When students first begin piano lessons, one of the skills they learn is how to count basic rhythm. Meanwhile, they also learn how to read music. On occasion there will be a piece in their beginning book that is a familiar tune to them. It’s not uncommon for students to toss their rhythm skills out the window, and even their note reading skills, and instead play the whole piece by ear, (which happens to be another important skill). When playing by yourself, this seems to work o.k. However, if you try to play a duet, it falls apart.
One such student came to his lesson one day playing Alouette, the familiar nursery rhyme out of his book. He knew the notes and sort of the correct rhythm. We started to count off together to play the duet when he had a rude awakening. We were not together, at all. He was shocked. This had never happened to him before.

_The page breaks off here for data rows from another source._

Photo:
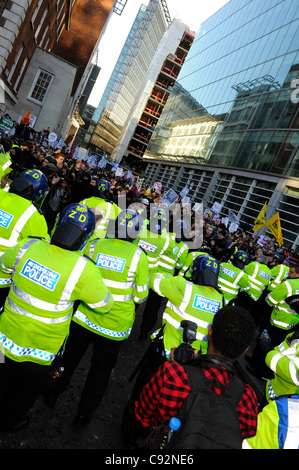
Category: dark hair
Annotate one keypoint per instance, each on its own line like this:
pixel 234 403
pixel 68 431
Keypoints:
pixel 233 330
pixel 7 143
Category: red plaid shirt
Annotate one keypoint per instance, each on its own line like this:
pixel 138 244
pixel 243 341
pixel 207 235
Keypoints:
pixel 162 397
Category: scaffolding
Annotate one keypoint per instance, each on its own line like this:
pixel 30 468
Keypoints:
pixel 119 6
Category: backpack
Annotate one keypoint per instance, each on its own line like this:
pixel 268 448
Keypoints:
pixel 208 421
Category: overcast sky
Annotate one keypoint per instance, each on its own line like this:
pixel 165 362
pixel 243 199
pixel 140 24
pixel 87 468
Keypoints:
pixel 191 12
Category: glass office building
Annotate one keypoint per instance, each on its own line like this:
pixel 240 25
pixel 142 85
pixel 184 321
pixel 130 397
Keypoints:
pixel 230 130
pixel 151 24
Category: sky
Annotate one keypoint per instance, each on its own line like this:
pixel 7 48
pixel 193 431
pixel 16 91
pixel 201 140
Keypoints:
pixel 191 12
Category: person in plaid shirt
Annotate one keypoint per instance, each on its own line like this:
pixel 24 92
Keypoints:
pixel 229 337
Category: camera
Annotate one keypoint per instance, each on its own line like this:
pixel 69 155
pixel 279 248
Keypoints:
pixel 185 353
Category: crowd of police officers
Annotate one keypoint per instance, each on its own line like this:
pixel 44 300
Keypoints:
pixel 81 283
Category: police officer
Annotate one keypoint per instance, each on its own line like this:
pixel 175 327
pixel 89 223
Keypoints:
pixel 279 272
pixel 284 300
pixel 175 261
pixel 197 300
pixel 109 210
pixel 124 268
pixel 204 250
pixel 5 160
pixel 278 422
pixel 48 278
pixel 20 216
pixel 156 242
pixel 232 277
pixel 259 275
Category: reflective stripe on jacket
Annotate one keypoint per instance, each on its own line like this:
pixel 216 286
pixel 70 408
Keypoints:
pixel 186 301
pixel 124 268
pixel 46 282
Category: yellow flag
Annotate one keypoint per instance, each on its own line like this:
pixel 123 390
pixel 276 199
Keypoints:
pixel 260 221
pixel 273 224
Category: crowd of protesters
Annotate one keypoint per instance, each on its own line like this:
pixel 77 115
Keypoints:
pixel 71 181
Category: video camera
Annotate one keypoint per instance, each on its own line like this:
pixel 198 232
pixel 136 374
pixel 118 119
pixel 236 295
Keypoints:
pixel 184 352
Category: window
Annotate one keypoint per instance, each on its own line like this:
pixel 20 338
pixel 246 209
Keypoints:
pixel 40 87
pixel 21 48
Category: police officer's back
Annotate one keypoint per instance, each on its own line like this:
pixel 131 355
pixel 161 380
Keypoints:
pixel 48 278
pixel 232 277
pixel 20 216
pixel 109 210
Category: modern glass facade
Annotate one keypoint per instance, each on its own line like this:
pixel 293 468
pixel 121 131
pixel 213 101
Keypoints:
pixel 151 26
pixel 119 63
pixel 234 116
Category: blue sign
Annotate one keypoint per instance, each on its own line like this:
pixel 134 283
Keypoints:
pixel 147 246
pixel 265 275
pixel 111 262
pixel 208 305
pixel 39 274
pixel 5 219
pixel 228 272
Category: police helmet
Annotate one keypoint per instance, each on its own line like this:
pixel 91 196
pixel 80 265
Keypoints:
pixel 205 271
pixel 277 257
pixel 159 219
pixel 127 225
pixel 206 249
pixel 294 260
pixel 31 184
pixel 75 224
pixel 102 189
pixel 240 259
pixel 181 229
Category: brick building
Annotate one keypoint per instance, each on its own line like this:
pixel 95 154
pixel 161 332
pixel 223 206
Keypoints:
pixel 42 44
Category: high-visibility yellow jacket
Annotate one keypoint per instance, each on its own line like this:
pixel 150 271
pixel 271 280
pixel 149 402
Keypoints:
pixel 47 281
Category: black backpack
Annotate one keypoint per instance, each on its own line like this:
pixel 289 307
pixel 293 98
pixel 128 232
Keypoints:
pixel 209 421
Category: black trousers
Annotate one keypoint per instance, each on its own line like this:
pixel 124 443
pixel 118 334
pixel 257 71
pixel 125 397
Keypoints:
pixel 150 312
pixel 132 431
pixel 3 295
pixel 105 353
pixel 21 384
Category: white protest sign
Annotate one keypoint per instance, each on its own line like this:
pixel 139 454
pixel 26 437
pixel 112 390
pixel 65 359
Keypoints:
pixel 119 172
pixel 232 217
pixel 184 192
pixel 185 201
pixel 169 198
pixel 82 154
pixel 52 137
pixel 216 208
pixel 233 227
pixel 197 206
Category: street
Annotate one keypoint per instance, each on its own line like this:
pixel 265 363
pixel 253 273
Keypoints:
pixel 52 428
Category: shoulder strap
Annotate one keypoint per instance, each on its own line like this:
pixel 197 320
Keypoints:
pixel 233 391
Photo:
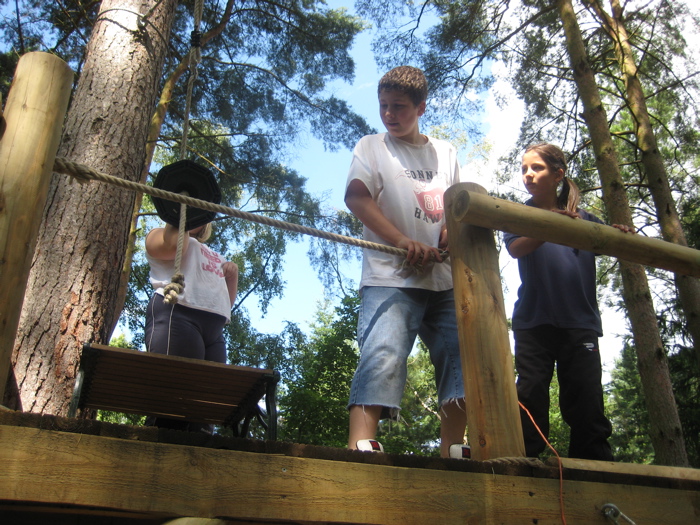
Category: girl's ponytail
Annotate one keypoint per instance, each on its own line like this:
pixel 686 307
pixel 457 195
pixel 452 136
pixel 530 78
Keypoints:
pixel 554 157
pixel 569 195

I told him he has such a wonderful ear that it wants to direct the whole piece, since it knows how it is suppose to sound. However, the ear doesn’t know how the duet is suppose to go, so I suggested that at home he count very meticulously and don’t let his ear direct his fingers. Instead, let his counts direct the notes.
The next week when he came back he played the duet perfectly. His counts directed his fingers rather than his ear. I was pleasantly surprised because it was unusual that such a young child could over-ride his ear with methodical counting.
A few weeks later this same student announced at his lesson, “Counting is VERY important.”
I asked him, “How did you learn that?”
“Well,” he replied, “It was Alouette. If I didn’t count aloud the duet wouldn’t work at all!”